Council chiefs say the exterior of the building at Barker’s Pool will be covered in a “distinctive and eye-catching design” to conceal it.
The council this week revealed three options for the future of John Lewis in a new public consultation.
The three broad options for the future of the site are to retain and reuse the existing building, demolish the building and create a large public space, or demolish the building and create a public space with a smaller building.
Meanwhile, the council is conscious it could become a blot in the centre of Heart of the City 2 as other developments spring up around it.
John Lewis will become “a blight” on city centre
A report says: “When the lease negotiations are complete and the John Lewis building passes into council ownership it will be some time before a permanent solution for the site is determined.
“In that time the building is likely to deteriorate further and become a blight on the surrounding area.
“It is proposed to install a full building wrap and printed hoarding around the site. The style of the wrap will be developed to include distinctive and eye-catching design.
“Wrapping the building can be a powerful and effective marketing tool. Creative designs create a buzz and are well received by the public.

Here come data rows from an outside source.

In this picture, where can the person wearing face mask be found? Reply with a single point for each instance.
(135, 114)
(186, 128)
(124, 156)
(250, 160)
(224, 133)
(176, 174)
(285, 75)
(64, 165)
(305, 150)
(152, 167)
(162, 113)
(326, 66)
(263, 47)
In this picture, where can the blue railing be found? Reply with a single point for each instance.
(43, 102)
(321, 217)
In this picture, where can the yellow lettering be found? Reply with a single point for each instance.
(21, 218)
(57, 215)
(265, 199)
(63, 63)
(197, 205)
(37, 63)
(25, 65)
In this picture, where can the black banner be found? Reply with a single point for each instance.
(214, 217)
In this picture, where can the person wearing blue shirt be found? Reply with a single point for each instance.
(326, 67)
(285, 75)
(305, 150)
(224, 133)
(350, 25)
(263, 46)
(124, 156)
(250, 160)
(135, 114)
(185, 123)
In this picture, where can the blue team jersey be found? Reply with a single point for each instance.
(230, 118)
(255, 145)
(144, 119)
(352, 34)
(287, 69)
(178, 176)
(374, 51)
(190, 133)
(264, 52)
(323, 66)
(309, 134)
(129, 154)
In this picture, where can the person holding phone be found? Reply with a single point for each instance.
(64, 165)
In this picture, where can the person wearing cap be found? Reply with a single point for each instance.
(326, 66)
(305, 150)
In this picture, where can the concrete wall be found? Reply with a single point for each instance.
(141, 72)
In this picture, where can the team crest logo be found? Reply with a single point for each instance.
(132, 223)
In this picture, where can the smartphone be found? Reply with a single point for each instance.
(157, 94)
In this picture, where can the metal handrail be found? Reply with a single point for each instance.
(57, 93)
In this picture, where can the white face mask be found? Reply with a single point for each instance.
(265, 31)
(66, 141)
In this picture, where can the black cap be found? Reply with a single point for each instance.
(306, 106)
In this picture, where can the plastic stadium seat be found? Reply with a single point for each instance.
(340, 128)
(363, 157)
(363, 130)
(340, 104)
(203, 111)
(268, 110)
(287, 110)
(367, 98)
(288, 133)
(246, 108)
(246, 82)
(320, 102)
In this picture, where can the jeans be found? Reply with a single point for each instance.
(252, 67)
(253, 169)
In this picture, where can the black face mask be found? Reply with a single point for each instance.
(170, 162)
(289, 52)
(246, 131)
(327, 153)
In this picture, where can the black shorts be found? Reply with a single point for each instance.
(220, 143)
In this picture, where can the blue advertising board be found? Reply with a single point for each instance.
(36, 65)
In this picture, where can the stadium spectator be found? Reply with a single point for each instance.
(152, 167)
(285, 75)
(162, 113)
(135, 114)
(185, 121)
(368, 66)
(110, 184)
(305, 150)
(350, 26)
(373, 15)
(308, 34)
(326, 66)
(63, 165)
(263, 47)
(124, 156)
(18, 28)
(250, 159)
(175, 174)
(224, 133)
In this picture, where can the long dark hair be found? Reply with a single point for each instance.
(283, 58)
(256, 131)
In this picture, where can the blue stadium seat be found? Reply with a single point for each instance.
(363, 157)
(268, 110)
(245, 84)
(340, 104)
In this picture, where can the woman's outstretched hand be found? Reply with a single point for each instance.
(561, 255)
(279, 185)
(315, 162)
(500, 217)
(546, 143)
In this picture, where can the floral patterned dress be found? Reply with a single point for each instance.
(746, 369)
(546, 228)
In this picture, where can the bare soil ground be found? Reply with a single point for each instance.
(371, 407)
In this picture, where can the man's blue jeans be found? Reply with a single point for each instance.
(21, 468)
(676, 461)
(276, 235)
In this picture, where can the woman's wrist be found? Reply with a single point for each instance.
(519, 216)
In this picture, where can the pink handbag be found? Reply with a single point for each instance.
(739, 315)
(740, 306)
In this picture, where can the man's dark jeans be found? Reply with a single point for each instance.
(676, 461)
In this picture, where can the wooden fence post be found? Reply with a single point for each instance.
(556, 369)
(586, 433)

“They conceal and disguise the building whilst advertising the project and keep the area looking bright and vibrant. They also protect passers-by from noise and mess.”
The wrap will cost £100,000 and should be in place by April 2022. The council hopes to get funding from South Yorkshire Mayoral Combined Authorities but will use existing Heart of the
City budgets until the outcome of the bid.
Digital screen for Fargate
There are also plans for a pop-up container including a digital screen at the top of Fargate.
Officers say it will provide temporary space for new businesses and events as part of the Future High Street project which is improving Fargate and the High Street.
A report says: “Sheffield’s historic high street is central to the city’s emotional identity and economic history.
“Fargate and High Street account for one tenth of city centre retail space, with 103 retail and leisure units, but are unsustainable in their current form.
“Since the pandemic the scale of the challenge for city centres has increased massively with increased vacancy levels, reduced footfall and vibrancy, a heightened awareness of anti-social behaviour and an environment that has been impacted by multiple developments.”
The council also says it will help businesses by fitting out some ground floor units in Heart of the City developments.
Originally the units were going to be built as shells only and future tenants would be responsible for completing them but the council says it makes it too expensive for smaller and start-up tenants.
It will help increase the speed and number of lettings and make the area appear more attractive and safer than boarded up units.